Pediatrician Kelley White has worked in Philadelphia and New Hampshire. Poems have appeared in Exquisite Corpse, Rattle and JAMA. Her most recent chapbook is A Field Guide to Northern Tattoos (Main Street Rag Press.) Recipient of 2008 Pennsylvania Council on the Arts grant she is Poet in Residence at Drexel’s Medical School. Her newest collection, NO. HOPE STREET, was recently published by Kelsay Books.

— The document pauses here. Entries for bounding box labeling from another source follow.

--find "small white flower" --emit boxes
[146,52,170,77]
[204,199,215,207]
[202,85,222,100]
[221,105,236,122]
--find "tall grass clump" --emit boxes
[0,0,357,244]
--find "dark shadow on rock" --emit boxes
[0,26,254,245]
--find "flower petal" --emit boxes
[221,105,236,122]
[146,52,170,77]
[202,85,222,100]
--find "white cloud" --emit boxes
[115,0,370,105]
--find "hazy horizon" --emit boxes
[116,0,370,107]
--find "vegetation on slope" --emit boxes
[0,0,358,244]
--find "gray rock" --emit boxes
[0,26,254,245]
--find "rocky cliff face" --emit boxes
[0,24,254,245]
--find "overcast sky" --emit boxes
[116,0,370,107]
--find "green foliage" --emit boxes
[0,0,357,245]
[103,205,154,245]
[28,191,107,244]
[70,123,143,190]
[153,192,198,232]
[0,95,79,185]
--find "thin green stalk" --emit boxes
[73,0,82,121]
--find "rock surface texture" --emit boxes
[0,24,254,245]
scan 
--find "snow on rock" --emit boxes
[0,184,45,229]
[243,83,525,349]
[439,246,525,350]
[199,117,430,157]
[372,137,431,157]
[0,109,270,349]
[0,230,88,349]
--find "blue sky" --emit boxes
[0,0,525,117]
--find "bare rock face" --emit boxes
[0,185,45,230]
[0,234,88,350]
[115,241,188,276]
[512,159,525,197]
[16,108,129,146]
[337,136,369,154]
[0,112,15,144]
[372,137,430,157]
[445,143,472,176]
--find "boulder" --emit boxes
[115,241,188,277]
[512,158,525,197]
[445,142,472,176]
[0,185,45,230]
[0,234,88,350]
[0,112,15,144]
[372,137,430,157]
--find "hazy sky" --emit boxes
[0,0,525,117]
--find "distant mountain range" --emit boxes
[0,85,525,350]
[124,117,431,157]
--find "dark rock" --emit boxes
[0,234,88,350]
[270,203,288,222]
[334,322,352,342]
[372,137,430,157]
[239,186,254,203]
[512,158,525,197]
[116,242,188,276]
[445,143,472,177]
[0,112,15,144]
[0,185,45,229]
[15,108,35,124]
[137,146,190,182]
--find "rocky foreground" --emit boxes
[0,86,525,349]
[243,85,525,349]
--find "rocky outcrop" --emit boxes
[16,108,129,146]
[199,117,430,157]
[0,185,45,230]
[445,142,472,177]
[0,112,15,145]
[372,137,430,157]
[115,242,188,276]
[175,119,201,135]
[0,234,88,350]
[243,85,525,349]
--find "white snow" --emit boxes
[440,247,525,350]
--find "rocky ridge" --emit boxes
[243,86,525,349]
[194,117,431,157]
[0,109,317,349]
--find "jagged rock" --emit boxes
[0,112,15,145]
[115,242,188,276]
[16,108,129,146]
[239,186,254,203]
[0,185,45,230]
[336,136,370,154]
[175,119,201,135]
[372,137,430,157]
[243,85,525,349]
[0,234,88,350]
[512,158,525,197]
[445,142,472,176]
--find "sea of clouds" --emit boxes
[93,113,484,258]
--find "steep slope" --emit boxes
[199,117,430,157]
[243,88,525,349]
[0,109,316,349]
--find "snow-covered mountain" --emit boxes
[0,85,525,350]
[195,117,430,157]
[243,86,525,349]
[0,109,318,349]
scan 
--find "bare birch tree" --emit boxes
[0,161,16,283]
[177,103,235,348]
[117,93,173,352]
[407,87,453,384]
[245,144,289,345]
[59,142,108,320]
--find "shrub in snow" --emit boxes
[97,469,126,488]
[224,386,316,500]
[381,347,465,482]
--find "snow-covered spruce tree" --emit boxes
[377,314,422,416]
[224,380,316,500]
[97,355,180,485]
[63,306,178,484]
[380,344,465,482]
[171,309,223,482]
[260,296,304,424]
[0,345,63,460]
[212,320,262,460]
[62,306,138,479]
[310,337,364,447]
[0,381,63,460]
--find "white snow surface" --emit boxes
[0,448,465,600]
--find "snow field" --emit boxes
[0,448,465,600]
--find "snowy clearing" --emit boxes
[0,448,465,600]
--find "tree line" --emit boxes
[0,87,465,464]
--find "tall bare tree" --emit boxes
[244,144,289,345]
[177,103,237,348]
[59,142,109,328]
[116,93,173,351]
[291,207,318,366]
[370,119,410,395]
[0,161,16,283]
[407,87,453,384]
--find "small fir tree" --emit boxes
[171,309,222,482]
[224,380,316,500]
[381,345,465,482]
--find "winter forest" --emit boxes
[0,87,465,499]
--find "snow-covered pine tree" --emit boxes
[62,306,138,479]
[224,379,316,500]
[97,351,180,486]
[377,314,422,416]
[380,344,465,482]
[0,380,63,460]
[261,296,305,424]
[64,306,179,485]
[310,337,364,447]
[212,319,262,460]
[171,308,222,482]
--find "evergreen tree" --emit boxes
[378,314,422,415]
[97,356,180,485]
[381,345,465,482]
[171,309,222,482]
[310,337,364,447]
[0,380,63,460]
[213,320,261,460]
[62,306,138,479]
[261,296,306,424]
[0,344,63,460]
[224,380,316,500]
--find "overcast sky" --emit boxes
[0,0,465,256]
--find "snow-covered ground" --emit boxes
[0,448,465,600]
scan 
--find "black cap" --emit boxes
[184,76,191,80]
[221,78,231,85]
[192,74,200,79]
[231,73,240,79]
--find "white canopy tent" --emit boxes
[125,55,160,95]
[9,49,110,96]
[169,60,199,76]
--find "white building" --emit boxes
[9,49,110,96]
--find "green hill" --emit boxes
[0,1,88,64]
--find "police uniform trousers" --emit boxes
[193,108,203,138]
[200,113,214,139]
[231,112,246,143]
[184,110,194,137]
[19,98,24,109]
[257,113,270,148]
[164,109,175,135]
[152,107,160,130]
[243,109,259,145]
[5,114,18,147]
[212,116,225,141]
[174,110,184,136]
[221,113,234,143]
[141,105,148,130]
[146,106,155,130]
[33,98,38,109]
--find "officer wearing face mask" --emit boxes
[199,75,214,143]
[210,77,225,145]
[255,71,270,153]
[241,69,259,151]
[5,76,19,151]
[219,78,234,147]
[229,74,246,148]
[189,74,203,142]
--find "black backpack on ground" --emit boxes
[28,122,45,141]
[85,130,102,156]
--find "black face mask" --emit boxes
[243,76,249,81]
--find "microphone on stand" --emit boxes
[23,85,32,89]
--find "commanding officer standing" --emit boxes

Poverty is just a letter away from poetry
There are children in these streets laughing their way past walls falling down and newspapers sodden against cracked sidewalks. Cats sun themselves amid piles of chicken bones and butterflies flit over fecal piles in gutters. Thin people smile. Dogs wait wagged tailed for hand outs. The schoolyard has nothing but broken swings. Poor old city. Our poor home. And yet we’ll sing it, sing it praises: poetry is just a letter away from poverty and you shall find here what you need.
Powerless
Divorce: when we met you said you’d never even consider it recalling your mother’s suffering, your sisters’ you own, which at the time I found just a tiny bit frightening, such permanence, but when you came down to it, and there was another, younger, woman you said now I see my father was right and I’m just going to get out and do it when I’m younger than he was and have a chance at another woman. Oh what if: I had gathered the children and taken them away to the love of my parents my village my trees, turned my back on you, boy who forgot love who never learned it, but no, I clung and fought until I say your father ready to write the check, $100,000 to take them, our children and never ask for any more or show my face again; my parents and I considered it, it was a sum of money we almost could not imagine, then friends said my children needed you in their lives and I knew your father could write larger checks to lawyers and gave up and became the one powerless inside.